If you go
What: Absent Minds, with Tuck & Roll
When: 9 p.m. Saturday
Where: Third Street Pub, 314 S.E. Third St., Bend
Contact: www.facebook.com/absentmindspdx or 541-306-3017
Absent Minds is a punk band, but you’d have to forgive folks for wondering exactly what this band does when they see a cello case coming out of the tour van.
Indeed, the Portland-based quartet — which will play in Bend Saturday night (see “If you go”) — does classic ’90s-inspired pop-punk, but also incorporates the elegant sound of the Isaac Hayden’s cello. The result is punk with an unexpected texture.
Hayden’s band mates are guitarist Joel Hixon, drummer DJ Woods and bassist Davey Death Ray, though not for long; Hayden’s leaving the band after the Bend show.
GO! Magazine caught up with Davey Death Ray and asked him about that and more. Here’s our interview.
GO!: How’d Absent Minds form?
Davey Death Ray: Joel started the band with Isaac after they met while going to college in Portland in 2007 … the cello has been there since the band’s inception.
GO!: Do other bands, promoters or venues give you guys funny looks, like they don’t expect the cello to work within the songs? Or are most folks pretty open to it?
DDR: Sometimes the sound guy is put off on how exactly to make it work, but we have it figured out and bring everything we need to a show. Most people seem interested in seeing what role the cello has in the band.
GO!: What bands do you think most influence Absent Minds’ songs?
DDR: Joel and I share quite a few favorites such as the Descendents and NOFX, but we all have subtle differences in taste. On the road we’ve been listening to Paint It Black, DC Fallout, Off With Their Heads, and Saves the Day amongst others.

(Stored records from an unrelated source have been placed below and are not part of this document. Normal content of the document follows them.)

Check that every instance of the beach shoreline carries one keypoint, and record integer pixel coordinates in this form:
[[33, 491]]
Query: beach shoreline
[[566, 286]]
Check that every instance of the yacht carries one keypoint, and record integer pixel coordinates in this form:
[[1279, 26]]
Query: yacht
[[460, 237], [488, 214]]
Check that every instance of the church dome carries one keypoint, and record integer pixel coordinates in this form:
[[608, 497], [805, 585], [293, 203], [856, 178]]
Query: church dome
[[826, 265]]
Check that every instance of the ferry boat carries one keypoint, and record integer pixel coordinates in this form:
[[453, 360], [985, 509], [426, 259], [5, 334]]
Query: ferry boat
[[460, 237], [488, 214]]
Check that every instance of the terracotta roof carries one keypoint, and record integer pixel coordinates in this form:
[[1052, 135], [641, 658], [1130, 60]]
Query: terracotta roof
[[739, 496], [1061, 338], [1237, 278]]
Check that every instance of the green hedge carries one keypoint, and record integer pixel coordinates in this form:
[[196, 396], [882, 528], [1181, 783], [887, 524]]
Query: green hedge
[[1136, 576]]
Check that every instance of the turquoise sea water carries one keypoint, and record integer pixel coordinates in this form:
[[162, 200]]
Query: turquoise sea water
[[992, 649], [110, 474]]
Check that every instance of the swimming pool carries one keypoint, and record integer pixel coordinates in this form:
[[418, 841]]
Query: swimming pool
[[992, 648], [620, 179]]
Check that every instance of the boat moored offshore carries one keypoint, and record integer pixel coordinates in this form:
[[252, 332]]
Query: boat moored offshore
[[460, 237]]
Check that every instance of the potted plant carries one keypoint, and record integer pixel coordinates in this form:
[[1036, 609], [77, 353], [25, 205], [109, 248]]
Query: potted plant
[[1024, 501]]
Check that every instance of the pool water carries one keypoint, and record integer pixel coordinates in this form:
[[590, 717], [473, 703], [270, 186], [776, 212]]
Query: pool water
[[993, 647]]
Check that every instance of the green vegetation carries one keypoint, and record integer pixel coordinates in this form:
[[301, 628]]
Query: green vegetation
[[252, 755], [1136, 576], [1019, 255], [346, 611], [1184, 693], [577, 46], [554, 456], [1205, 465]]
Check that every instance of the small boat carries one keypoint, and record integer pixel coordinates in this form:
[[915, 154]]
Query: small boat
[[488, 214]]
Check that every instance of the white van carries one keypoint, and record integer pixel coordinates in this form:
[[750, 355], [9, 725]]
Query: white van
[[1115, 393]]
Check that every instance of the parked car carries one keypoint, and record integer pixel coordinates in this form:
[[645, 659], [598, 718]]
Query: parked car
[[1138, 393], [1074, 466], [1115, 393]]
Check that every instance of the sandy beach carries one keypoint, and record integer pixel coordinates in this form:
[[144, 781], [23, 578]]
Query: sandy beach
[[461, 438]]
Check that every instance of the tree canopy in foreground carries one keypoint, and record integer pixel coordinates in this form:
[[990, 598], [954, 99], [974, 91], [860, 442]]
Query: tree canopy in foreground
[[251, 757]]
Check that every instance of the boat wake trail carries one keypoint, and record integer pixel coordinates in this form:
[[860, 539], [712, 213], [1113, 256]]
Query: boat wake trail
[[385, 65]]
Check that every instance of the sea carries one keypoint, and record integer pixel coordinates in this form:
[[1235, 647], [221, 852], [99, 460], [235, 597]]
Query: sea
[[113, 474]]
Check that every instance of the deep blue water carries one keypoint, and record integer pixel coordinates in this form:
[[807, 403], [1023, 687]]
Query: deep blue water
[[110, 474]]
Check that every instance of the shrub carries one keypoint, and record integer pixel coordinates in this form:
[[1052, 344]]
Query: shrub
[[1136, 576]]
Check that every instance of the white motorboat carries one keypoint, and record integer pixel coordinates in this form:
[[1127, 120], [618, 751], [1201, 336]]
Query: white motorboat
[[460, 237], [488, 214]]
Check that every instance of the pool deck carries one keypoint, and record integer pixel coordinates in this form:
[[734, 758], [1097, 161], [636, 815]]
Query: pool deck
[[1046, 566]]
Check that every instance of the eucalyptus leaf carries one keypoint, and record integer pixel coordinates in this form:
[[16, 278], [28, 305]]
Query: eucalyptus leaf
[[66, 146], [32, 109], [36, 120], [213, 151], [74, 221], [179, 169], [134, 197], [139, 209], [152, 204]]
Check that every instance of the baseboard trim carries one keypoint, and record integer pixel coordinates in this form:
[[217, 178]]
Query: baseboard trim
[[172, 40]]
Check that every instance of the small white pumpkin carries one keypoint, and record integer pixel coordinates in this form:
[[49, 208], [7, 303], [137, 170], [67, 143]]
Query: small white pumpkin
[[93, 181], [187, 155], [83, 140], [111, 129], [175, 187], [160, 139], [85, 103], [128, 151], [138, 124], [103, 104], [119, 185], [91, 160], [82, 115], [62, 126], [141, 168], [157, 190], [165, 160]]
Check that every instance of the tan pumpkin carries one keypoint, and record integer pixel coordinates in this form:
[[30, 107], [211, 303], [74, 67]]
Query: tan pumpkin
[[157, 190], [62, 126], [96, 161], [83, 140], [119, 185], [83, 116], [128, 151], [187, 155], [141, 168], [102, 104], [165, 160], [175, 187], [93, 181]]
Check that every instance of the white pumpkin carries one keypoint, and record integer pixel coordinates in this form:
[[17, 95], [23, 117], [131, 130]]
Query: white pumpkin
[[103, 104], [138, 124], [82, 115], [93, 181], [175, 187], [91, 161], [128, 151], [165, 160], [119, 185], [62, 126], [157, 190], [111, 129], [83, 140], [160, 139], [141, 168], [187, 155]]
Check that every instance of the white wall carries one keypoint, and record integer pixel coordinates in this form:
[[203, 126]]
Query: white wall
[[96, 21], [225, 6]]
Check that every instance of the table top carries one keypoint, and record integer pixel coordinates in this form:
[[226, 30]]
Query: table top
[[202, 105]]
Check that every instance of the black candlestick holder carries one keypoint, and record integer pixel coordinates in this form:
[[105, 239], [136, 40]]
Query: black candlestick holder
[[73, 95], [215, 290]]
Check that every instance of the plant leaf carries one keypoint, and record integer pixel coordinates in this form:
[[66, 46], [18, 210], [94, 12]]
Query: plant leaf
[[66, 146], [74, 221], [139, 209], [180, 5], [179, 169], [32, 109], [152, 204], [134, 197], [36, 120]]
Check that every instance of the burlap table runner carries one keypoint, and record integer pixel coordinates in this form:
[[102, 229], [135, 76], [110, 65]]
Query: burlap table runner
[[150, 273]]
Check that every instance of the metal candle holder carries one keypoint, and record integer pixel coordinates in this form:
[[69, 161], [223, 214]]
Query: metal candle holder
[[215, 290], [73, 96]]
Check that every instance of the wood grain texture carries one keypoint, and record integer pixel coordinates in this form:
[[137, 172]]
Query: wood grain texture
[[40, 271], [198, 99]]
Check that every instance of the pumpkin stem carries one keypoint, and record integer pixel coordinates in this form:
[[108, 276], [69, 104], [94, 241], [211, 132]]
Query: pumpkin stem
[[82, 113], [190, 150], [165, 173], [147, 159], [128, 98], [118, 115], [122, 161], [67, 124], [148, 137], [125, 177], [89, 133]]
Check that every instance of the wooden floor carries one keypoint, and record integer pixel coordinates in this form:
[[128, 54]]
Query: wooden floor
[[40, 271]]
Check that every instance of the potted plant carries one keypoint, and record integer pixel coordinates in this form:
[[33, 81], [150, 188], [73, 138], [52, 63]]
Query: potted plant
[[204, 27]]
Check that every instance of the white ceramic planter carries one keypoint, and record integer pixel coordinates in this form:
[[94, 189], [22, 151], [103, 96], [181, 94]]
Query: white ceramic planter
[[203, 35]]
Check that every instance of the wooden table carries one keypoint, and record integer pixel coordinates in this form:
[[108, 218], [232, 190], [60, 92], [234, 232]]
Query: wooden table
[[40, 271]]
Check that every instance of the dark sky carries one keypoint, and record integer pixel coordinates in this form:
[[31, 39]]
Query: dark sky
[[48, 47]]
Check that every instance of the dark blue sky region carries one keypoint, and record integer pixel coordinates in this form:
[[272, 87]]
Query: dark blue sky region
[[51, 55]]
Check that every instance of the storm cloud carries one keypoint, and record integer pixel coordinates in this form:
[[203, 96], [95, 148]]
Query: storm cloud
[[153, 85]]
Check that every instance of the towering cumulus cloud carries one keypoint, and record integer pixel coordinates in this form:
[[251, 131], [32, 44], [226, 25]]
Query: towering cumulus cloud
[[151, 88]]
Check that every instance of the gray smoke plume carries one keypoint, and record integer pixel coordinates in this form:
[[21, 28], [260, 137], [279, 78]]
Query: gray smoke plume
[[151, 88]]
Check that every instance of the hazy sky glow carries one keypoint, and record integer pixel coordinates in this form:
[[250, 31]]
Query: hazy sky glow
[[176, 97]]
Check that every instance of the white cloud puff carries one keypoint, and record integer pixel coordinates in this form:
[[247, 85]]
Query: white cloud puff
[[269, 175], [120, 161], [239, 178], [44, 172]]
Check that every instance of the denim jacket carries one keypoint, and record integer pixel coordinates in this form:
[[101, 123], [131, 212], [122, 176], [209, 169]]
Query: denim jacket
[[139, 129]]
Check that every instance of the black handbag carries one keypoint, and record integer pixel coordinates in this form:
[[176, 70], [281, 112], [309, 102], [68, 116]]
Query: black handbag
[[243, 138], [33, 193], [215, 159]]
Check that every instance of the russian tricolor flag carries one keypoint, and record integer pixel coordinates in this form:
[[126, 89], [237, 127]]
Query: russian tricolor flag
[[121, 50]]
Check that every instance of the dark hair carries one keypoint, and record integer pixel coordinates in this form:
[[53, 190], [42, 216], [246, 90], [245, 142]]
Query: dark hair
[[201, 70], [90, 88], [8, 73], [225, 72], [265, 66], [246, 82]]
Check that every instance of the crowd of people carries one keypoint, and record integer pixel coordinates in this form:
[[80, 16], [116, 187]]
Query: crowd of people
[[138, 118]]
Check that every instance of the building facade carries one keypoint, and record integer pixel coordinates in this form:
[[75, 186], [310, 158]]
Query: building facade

GO!: Is there any sort of theme to your new album “The Misery of Correcting Past Mistakes”?
DDR: We didn’t necessarily set out to have a theme for the record, but this particular batch of Joel’s songs do tie together in a big way … In the lyrics I see themes of a lost generation trying to find its place in the world while each individual is also trying to build and maintain a strong personal identity. It’s all pretty uplifting, though, which I hope people find charming.
GO!: So Isaac is leaving the band?
DDR: After six years, Isaac has decided to pursue other endeavors. We are going to look for a replacement cellist, but in the meantime the three of us are going to work on an EP as well as a couple split 7-inch releases.
GO!: Are you concerned about losing that distinctive quality of the band’s sound?
DDR: We have had a couple practices as a three-piece and it wasn’t nearly as bare sounding as I had expected. It is a bummer to lose such a melodic, game-changing instrument, but we’re looking forward to seeing how this next chapter will help shape the band’s music.